The mass M and the lift are both travelling with the same speed and acceleration. So there is no weight force acting on the floor of the lift. There is no normal reaction from the lift. they are just one over another, that is all.

If the mass is pulled along the horizontal direction,  Frictional resistance force = 0.
Because the contact forces are zero.  If the body is pushed or pulled in another direction, then there will be friction.

2) you mention spring and  string ???      I assume it as a string.

masses 4 kg and 2 kg                 2 kg is pulled by Force F
coeff of friction = μ = 0.5

Let the tension in the string be T. If T is constant, then the string is tight and the two blocks at the two ends are moving at the same speed and acceleration.

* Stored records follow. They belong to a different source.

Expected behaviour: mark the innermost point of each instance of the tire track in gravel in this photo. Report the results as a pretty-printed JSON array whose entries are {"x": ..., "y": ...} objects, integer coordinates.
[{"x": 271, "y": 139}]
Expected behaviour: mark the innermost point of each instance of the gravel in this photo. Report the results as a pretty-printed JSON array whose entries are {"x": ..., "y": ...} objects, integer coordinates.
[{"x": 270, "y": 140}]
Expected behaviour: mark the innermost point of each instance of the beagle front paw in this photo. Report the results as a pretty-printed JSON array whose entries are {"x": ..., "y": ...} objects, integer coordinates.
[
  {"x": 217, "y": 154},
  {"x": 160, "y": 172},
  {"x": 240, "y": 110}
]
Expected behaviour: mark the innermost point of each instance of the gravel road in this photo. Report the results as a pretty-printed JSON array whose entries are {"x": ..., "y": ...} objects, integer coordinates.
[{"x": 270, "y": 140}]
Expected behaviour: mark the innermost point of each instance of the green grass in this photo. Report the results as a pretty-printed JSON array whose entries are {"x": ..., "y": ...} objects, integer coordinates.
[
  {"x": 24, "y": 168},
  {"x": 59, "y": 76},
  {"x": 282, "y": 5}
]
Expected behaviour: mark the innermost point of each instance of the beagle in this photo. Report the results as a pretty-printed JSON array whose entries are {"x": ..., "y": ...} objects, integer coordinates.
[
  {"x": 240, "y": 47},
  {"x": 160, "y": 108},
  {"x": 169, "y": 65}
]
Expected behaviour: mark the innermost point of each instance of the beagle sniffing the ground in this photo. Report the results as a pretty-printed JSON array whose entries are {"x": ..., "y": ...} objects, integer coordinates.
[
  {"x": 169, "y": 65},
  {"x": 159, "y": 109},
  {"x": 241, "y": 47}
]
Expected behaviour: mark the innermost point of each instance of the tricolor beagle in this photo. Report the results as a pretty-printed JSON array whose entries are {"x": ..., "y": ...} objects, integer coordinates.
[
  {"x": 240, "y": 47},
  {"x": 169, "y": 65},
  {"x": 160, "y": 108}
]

Let them move with an acceleration a.  Actually a = 0, for tension to be same through out the string.

equation for 2 kg :        m a = F - T - μ m g     =>  a = (F/2 - T/2 - g/2)
So the equation for 4 kg :   M a = T - μ M g   =>  a = T/4 - g/2

so  F/2 - T/2 - g/2 = T/4 - g/2
3T/4 = F/2 - g/2 = F / 2
T = 2 F / 3

so     a = F/6 - g/2              F = (6 a + 3 g )    =  (6 a + 30) Newtons

If both blocks are moving with a uniform velocity, a = 0
F = 30 Newtons, if blocks move with uniform velocity and string has a constant tension throughout.